« Limbo », depuis qu’Omar est parti

Sur une petite île écossaise, Omar attend avec ses colocataires de fortune la lettre qui lui donnera peut-être l’autorisation de séjour sur le territoire. En attendant, il trimbale son oud sans réussir à se remettre à en jouer…

Tourné avec très peu de moyens, le premier long-métrage de Ben Sharrock, réalisateur d’origine écossaise installé au Pays basque espagnol, avait fait sensation dans les festivals. Son deuxième, Limbo, a lui aussi connu son petit succès, du label Cannes 2020 à des prix au festival du film britannique de Dinard ou encore au British Independence Film Awards. Étonnamment peu distribuée pourtant, cette petite pépite mérite le coup d’œil.

Sur une thématique maintes fois abordée, le statut de réfugié en Europe (on a déjà eu cette année la sortie de Ils sont vivants sur le même thème), le cinéaste qui a vécu en Syrie et travaillé dans un camp de réfugiés en Algérie brode une petite musique singulière. Jamais de misérabilisme ni de mélo, mais plutôt une chronique quotidienne à mi-chemin entre le réalisme le plus absolu et un côté décalé et humoristique. Et le film réunit un casting particulièrement hétéroclite et cosmopolite, ou quasiment chacun(e) doit incarner un personnage d’une autre nationalité que la sienne : le personnage syrien d’Omar est joué par le britannico-égyptien Amir El-Masry, son collègue de chambre Farhad n’est pas afghan mais c’est l’americano-indien Vikash Bhai, et on trouve parmi les bénévoles locaux en charge d’accompagner les réfugiés vers une insertion possible la Danoise Sidse Babett Knudsen. On peut d’ailleurs remarquer qu’on a rarement vu l’actrice de Borgen dans un registre aussi franchement comique qu’en Helga, qui dès la première séquence se retrouve à mimer une danseuse au cavalier un peu trop entreprenant.

L’humour pratiqué dans le long-métrage est du style absurde, et rappelle très fortement les films d’Élia Suleiman tels que It Must Be Heaven, qui quelque part traite déjà de la question du déplacement et de l’identité. Ici aussi, pour Omar comme pour les autres réfugiés, ce statut qui leur colle à la peau et les enferme sur cette île désolée, c’est un coup de canif dans leur identité préalable.

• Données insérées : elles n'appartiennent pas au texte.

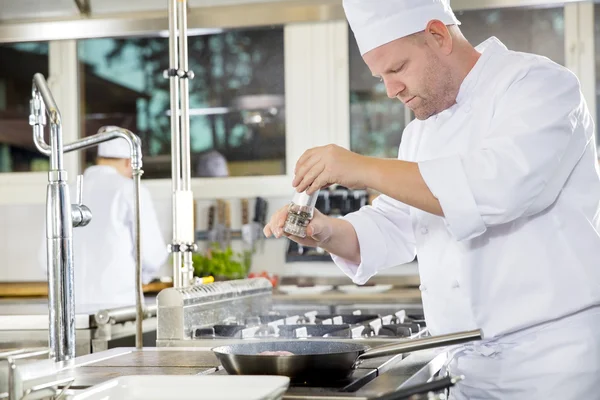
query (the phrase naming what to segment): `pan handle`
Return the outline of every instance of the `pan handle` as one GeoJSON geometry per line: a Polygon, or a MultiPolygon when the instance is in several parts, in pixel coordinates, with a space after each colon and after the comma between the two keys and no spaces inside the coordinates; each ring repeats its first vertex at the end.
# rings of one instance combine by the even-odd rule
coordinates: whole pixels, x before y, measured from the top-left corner
{"type": "Polygon", "coordinates": [[[436,335],[420,339],[405,340],[398,344],[379,346],[371,350],[367,350],[358,356],[356,363],[358,364],[361,361],[368,360],[370,358],[392,356],[411,351],[433,349],[436,347],[452,346],[473,340],[481,340],[482,338],[483,333],[480,329],[476,329],[473,331],[456,332],[447,335],[436,335]]]}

La vidéo qu’Omar se repasse en boucle, dans laquelle il vient donner un concert auquel assiste toute sa famille, apparaît comme le vestige d’une vie agréable, une vie d’artiste reconnu et apprécié, qui a cédé la place à un anonymat complet dans un lieu où il se retrouve séparé des siens, qui n’est pas la destination qu’il avait choisie (il désirait venir à Londres), et où le climat est particulièrement hostile. Tourné dans les îles Uists, qui n’avaient encore jamais accueilli de long-métrage et sont particulièrement complexes à relier depuis le continent, le film nous laisse particulièrement bien ressentir le froid, le vent, la neige, les grandes étendues de landes vides et la solitude écrasante qui pèsent sur les rares maisonnettes. Il faut dire que si les paysages extérieurs ont du cachet, les intérieurs sont particulièrement sordides, dans leurs éclairages, dans leur décoration et leur manque de mobilier. Les quatre hommes qui habitent ensemble sont parqués là comme les poules dans leur enclos un peu plus loin. Si les bénévoles sont plutôt de bonne volonté comme leur statut l’indique, la population locale est plus réservée, et on voit tout de même le franc racisme avec lequel les jeunes considèrent d’abord Omar. Tout le film est une façon de pointer du doigt ces stéréotypes plaqués sur les jeunes hommes célibataires contraints de quitter leur pays pour venir tenter leur chance en Europe : Omar n’est pas violent, ni vindicatif, ni d’aucun extrémisme que ce soit, c’est plutôt un personnage calme, songeur, qui ne hausse la voix que pour refuser les mains tendues quand il se sent enfermé dans sa souffrance. Au-delà de sa situation présente, on perçoit, grâce aux informations données par les coups de fil avec ses parents, une famille brisée par les dissensions face à la condition de leur pays : alors que le fils aîné a choisi de combattre, le cadet a préféré partir, et les parents se retrouvent tiraillés entre leurs deux enfants qui ne se parlent plus.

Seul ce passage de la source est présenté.